The thing with netting is that the finer your gauge, the more likely you are to make both types of mistake... and the harder it is to put them right. And if you're making square-mesh netting for filet work, which is the main reason you'd bother with fine gauge at all, then you really do have to put them right. You can't get away with a fudge, or it'll spoil your nice regular embroidery. When I finished a row of the piece I'm making at the moment and noticed I'd picked up an extra strand on one of the meshes, I heaved a sigh, because I was just going to have to take it all out again till I got to the offending knot. I had to use a fine ball-point sewing needle to wiggle about in the knots to work them loose... and that was a lot harder. But I did it.
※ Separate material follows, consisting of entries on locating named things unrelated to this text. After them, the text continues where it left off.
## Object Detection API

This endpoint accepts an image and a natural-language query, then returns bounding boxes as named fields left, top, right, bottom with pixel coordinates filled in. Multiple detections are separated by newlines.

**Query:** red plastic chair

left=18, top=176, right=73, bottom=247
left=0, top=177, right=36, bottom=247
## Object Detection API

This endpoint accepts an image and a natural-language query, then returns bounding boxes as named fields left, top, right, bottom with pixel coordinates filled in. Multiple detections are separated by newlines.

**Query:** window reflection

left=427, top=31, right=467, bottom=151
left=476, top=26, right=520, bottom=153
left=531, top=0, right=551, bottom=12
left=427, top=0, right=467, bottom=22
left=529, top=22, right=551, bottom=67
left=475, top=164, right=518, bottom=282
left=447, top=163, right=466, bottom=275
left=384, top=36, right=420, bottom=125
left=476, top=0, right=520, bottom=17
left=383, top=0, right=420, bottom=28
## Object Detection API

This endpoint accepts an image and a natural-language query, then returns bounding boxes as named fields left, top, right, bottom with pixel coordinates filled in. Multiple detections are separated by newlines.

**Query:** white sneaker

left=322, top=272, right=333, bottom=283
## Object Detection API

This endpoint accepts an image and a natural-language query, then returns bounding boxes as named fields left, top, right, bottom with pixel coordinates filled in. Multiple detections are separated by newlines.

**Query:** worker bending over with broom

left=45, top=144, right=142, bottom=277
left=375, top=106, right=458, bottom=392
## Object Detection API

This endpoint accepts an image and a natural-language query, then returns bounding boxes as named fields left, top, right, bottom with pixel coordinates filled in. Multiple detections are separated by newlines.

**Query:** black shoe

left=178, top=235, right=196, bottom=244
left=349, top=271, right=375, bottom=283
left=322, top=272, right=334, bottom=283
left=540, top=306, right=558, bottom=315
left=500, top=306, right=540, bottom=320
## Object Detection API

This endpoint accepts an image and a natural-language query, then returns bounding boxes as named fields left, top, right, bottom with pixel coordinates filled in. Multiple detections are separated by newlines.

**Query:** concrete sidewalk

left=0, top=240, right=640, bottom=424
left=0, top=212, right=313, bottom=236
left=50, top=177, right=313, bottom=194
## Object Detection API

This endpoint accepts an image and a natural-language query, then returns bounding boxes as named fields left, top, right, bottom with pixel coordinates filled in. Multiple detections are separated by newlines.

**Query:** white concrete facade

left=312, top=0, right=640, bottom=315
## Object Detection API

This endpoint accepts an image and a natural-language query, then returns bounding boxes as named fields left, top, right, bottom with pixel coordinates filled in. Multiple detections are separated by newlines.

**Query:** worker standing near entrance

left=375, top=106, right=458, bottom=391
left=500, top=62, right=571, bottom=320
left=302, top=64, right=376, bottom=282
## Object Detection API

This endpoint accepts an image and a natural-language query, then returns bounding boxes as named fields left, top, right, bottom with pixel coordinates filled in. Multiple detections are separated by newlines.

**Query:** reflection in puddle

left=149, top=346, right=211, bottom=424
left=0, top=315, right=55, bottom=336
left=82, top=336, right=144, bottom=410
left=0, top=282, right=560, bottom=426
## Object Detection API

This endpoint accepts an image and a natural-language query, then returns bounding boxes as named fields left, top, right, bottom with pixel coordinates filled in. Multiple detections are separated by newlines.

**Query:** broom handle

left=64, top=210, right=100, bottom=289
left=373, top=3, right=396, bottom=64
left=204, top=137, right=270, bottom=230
So you can imagine what I thought when I saw the situation we have in the feature photo above. I know exactly how it happened; the linen thread I'm using is not nice and smooth, like mercerised cotton or regular polyester sewing thread. It is a little bit fuzzy. So, once in a while, you'll get a couple of meshes that stick together, so you don't notice you're skipping one. (Since this incident, I have, of course, been a lot more careful to check for that!)
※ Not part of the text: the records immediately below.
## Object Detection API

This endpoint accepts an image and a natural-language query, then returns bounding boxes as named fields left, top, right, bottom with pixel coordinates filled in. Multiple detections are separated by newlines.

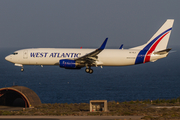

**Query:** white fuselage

left=5, top=48, right=166, bottom=66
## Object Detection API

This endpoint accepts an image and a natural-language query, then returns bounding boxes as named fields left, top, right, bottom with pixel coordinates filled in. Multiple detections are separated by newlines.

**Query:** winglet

left=98, top=38, right=108, bottom=50
left=119, top=44, right=123, bottom=49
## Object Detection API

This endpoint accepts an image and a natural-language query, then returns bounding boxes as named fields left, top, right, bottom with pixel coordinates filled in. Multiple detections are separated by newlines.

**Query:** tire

left=85, top=68, right=90, bottom=73
left=21, top=68, right=24, bottom=72
left=89, top=69, right=93, bottom=74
I should think it would have taken me at least an hour to unpick all the way back to the skipped mesh, given that I'd done a whole additional row before I noticed. And so I thought... right. I have to fix this, but there ought to be a relatively quick-and-dirty way to do it, and if it leaves a few extra knots they'll probably disappear inside the embroidery anyway.
So, first of all, I did this:
I wasn't quite sure what I was going to end up doing at this stage, so I knotted the extra thread in at the centre so I'd have two ends the same length to play with. I felt I might need them, and I wasn't wrong.
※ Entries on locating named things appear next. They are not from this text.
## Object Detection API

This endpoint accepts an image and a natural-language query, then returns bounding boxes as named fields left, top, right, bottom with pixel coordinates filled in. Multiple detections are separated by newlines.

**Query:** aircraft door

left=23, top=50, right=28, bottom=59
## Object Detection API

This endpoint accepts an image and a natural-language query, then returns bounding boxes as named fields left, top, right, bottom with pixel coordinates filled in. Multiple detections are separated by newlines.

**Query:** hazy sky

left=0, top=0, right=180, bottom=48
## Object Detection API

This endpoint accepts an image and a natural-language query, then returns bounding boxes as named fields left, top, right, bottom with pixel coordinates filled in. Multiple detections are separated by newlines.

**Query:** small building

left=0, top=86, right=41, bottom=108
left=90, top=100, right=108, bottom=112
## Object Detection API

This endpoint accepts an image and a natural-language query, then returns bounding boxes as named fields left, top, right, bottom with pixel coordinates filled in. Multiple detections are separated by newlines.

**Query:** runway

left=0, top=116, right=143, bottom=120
I couldn't do anything with those loose ends, so I just snipped them out, leaving me with this:
After that, I just played it by ear. Obviously the first thing to do was to construct the missing mesh that was furthest back, because the two meshes below it would use it; so I took the left-hand thread and knotted it into the base of the mesh above and to the left of the new mesh, and then I knotted the right-hand thread into the junction it passes across in the above photo. (It rather looks as if it's knotted in already, but that's an illusion; it isn't.) From there, all I now needed to do was to cut off the original left-hand thread and then use the remaining length of thread to work the two missing meshes back along the row. If that all makes sense. The result looked like this:
So far, so good, but I wasn't completely happy with it until I had consolidated the repair by working an extra row, like this:
Now, this was all completely off the cuff. So I don't know, but it is now a pretty well-educated guess, that when you read about Peter, James, and John sitting there mending their nets, this is probably more or less what they were doing. Of course, they wouldn't have been working fine-gauge, so I doubt they had to fix skipped meshes, especially since the odd skipped mesh doesn't matter all that much for a fishing net; they would have been repairing tears, but I should imagine it came to the same thing. They would have taken a piece of string of the sort they originally used to make the nets and knotted it in over the damaged areas, either trimming out the loose ends first or, possibly, using them as a rough guide (especially if, as I suspect, they weren't using mesh sticks) and then removing them once the new string was securely in place.
Mr Holdgate doesn't cover any of this. So I shall make sure I remember to mention it at my Easter class... because, after all, we all make mistakes.